“So,” said Daddio, “find two witnesses to establish a truth. Then look at the witnesses you've found and ask, ‘Is he is paid to say that? Is he trying to get power and position? Or is he justifying the way he wants to live?’

“In the case of dinosaurs we have the bones paleontologists dig up and the evidence of how animals with similar skeletons look and live. We also have Job's description. By these two witnesses we can know that at least some of this type of dinosaur lived as recently as a few thousand years ago.”

Seric made a face and looked up from the dinosaur book he had continued to page through while Daddio was talking.

“But what I want to know is; are there any dinosaurs in the forest?”

“No!” JudyLucy exclaimed, and everybody laughed.
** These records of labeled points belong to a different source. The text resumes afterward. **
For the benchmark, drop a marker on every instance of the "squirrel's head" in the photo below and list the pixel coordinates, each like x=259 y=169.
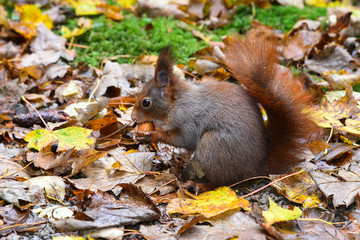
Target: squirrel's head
x=156 y=98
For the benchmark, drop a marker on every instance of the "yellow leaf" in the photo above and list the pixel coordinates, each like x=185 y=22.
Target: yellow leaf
x=299 y=188
x=84 y=23
x=84 y=7
x=129 y=4
x=209 y=203
x=68 y=138
x=279 y=214
x=30 y=17
x=39 y=139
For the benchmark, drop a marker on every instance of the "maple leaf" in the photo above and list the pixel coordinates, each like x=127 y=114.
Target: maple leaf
x=209 y=203
x=279 y=214
x=68 y=138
When they were quiet again, Daddio summed up his storiosaurus:

“In my time in this world, I have found that any particular side of an argument will find some area of truth and use it as a basis for all the other stuff they make up. Always take for truth the things that validate themselves. Don't be afraid to tell someone that most of their story is apparently made up, even if you don't have a better answer!
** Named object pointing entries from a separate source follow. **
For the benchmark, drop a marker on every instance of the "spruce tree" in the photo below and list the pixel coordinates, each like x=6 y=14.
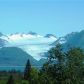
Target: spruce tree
x=10 y=80
x=27 y=71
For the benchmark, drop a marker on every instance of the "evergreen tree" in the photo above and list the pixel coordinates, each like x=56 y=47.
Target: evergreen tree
x=75 y=66
x=10 y=80
x=27 y=71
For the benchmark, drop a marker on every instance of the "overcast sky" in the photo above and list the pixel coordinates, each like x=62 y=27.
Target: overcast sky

“Then other people will say, ‘The truth is somewhere in the middle of the two sides.’ I have never found that to be the case. Don't let the fact that they don't care about the truth rub off on you. Always do your own looking and reading, and ask if they have done theirs.
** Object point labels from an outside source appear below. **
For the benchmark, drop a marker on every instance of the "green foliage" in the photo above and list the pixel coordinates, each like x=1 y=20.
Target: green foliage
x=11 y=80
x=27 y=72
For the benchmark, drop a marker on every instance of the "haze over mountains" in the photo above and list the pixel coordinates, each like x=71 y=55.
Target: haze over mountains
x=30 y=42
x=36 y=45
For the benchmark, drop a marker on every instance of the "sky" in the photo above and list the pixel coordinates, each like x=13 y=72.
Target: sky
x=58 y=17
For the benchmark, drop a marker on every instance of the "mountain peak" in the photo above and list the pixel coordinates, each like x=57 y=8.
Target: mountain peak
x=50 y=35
“Still others will simply say, ‘Question everything.’ But if you have never done any observation then your questions will be pointless and stupid.”

“Don't ask stupid questions!” America interjected.

“Right,” said Daddio. “Don't ask stupid questions. And don't be afraid to look at the arguments that are being forced down your throat. Most importantly; don't be afraid or too lazy to carefully look for truth.”